Ik ga in op uw tweede vraag. Het Fonds ter bestrijding van uithuiszettingen werd grondig geëvalueerd door het Steunpunt Wonen. Naar aanleiding van deze evaluatie werden er eind 2022 optimalisaties aangebracht aan de werking van het fonds. Zo werd onder meer de voorwaarde opgeheven dat de huurachterstal minstens twee maanden en maximaal zes maanden moet bedragen. Dit biedt het OCMW de mogelijkheid om sneller beroep te doen op het fonds en een begeleidingstraject op te zetten, wat de slaagkansen verhoogt. Daarnaast werd de OCMW’s de mogelijkheid geboden om de begeleidingsovereenkomsten meer op maat op te maken. Tot slot werd ingezet op een grotere bekendheid van het fonds door een gerichte informatiecampagne in 2023. De eerste indicaties wijzen er alvast op dat deze maatregelen effect hebben gehad.

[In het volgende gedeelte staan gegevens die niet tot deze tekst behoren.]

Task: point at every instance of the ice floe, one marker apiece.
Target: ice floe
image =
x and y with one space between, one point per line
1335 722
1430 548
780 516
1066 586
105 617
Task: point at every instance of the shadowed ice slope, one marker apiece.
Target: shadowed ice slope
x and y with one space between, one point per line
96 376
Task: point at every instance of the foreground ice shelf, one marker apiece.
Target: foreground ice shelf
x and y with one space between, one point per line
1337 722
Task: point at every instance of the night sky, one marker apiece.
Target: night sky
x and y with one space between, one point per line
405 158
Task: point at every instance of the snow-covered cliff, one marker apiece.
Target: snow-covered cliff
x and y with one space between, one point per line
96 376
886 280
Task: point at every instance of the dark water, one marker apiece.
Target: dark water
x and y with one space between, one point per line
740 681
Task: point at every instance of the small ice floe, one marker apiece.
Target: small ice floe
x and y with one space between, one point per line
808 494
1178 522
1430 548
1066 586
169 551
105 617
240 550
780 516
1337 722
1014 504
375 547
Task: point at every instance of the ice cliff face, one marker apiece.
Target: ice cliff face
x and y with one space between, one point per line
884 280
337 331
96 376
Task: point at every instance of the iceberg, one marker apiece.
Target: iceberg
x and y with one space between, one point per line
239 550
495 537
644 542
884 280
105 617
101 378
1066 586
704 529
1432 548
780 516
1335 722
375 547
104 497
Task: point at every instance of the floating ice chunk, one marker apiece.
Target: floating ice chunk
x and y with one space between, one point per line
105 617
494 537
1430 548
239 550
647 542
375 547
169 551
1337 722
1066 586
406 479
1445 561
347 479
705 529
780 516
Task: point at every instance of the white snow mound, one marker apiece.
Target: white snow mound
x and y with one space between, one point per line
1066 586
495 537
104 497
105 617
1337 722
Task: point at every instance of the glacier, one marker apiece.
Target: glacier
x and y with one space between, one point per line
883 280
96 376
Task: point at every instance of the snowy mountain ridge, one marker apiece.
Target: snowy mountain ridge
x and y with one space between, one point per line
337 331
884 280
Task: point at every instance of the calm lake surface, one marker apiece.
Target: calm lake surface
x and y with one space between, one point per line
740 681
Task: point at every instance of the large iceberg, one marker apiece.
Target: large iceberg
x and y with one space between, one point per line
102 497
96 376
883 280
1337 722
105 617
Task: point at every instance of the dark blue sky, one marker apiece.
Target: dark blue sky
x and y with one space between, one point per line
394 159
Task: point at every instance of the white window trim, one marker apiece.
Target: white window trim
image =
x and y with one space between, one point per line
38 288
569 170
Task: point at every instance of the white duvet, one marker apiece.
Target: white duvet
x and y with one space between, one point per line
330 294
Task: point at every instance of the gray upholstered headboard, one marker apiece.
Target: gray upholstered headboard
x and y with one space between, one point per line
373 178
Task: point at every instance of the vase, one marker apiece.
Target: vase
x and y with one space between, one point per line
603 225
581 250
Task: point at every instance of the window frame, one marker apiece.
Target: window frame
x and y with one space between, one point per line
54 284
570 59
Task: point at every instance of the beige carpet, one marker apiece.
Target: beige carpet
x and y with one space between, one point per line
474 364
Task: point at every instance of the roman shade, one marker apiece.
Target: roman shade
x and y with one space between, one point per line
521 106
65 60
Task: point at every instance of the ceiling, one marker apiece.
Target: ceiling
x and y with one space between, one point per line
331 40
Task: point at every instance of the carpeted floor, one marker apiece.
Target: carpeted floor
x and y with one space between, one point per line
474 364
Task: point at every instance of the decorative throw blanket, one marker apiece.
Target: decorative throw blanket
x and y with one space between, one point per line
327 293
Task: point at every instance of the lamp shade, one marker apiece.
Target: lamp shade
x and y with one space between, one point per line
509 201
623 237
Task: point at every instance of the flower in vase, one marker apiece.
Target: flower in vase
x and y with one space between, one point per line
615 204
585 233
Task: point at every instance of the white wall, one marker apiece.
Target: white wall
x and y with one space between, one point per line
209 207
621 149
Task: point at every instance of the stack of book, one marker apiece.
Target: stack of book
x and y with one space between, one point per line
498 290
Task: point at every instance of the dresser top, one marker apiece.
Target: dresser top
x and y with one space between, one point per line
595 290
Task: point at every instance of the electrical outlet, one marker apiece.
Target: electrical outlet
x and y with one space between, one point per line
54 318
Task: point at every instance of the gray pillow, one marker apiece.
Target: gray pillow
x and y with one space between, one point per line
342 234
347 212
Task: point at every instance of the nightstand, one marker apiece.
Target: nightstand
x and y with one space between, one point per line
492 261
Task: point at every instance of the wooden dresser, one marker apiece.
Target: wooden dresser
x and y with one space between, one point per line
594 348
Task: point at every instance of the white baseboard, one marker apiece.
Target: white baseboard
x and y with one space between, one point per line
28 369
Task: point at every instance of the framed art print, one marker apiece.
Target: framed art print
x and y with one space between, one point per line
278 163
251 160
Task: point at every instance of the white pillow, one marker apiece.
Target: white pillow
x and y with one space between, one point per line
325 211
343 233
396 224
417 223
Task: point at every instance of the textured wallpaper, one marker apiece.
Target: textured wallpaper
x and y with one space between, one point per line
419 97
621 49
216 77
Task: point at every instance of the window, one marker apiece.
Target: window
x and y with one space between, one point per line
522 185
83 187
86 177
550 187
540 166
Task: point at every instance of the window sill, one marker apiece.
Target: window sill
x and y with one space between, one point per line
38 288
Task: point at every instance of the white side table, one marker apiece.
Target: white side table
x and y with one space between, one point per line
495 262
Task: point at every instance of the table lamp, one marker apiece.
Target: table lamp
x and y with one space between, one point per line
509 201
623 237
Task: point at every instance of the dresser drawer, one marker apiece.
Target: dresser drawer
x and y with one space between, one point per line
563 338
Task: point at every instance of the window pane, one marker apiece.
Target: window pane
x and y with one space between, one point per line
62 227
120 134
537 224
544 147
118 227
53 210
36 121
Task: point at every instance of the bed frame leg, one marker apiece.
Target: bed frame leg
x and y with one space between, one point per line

Ik beantwoord uw derde vraag. Het voorstel van een systematische melding aan de eigenaar is inderdaad al meermaals besproken. Hoewel ik de positie van de eigenaar kan begrijpen, kan ik alleen maar herhalen dat ik dit geen goed voorstel vind. De voordelen van het voorstel wegen niet op tegen de nadelen.
Ten eerste, lokale besturen hebben momenteel al de mogelijkheid om eigenaars op de hoogte te brengen. Doordat het gaat om een mogelijkheid en niet om een verplichting, kunnen zij de wenselijkheid van een melding aan de eigenaar dossier per dossier afwegen. Denk bijvoorbeeld aan verschillen tussen dossiers naargelang de ernst van de gesignaleerde gebreken, de eerdere ervaringen met de verhuurder of de relatie tussen huurder en verhuurder. Het gaat om een stuk autonomie die de lokale besturen al sinds de start van de Vlaamse Wooncode hebben en die hun is verleend omdat ze, als bestuursniveau dat het dichtste bij de burger staat, het dossier het best kunnen inschatten.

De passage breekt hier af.